Four great aid centres had been established on the earth. Of the other four races in the IRC, two managed sanatoria construction and equipment; another, nursing, feeding and staffing; and the fourth, communication, rehabilitation and liaison between centres. And we – ‘the Children’! – our job was to exhume the Failed Men and bring them to the centres: a job for the simple group! Between us we all had to get the race of man started again – back into harness.
All told, I suppose there are only about six million Failed Men spread over the earth. We had to go out and dig them up. We had specially made tractors with multiple blades on the front which dug slowly and gently into the soil.

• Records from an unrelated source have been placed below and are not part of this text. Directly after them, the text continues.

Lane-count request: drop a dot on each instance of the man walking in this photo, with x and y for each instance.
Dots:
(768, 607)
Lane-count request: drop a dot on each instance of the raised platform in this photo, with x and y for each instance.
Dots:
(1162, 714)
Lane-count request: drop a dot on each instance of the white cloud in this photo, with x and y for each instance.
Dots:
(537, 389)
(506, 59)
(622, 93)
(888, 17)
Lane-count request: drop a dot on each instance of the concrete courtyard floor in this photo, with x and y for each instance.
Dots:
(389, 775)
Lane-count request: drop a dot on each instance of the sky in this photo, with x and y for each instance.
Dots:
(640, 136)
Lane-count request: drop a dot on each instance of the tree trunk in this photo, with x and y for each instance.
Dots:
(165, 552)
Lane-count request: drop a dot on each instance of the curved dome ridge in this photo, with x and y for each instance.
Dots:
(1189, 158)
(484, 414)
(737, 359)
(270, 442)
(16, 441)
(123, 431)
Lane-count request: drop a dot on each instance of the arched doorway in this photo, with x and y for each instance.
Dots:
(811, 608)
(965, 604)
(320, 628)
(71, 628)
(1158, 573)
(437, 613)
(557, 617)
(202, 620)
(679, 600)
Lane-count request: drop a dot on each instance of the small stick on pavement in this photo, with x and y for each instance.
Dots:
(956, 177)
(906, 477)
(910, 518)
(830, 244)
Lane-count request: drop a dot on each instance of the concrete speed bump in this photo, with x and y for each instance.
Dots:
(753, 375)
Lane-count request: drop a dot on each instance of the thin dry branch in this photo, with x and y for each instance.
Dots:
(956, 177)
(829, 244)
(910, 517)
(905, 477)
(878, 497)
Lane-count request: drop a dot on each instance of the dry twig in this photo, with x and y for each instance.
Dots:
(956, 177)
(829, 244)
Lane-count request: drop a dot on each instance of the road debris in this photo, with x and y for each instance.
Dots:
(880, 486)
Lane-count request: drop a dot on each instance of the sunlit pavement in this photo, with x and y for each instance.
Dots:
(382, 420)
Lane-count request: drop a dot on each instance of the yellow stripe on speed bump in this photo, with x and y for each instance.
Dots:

The Failed Men had ‘cemetery areas’; we called them that, although they had not been designed as cemeteries. It was like a bad dream. Working day and night, we trundled forward, furrowing up the earth as you strip back a soiled bed. In the mould, a face would appear, an arm with the long fingers, a pair of legs, tumbling into the light. We would stop the machine and get down to the body, digging with trowels around it. So we would exhume another man or woman – it was hard to tell which they were.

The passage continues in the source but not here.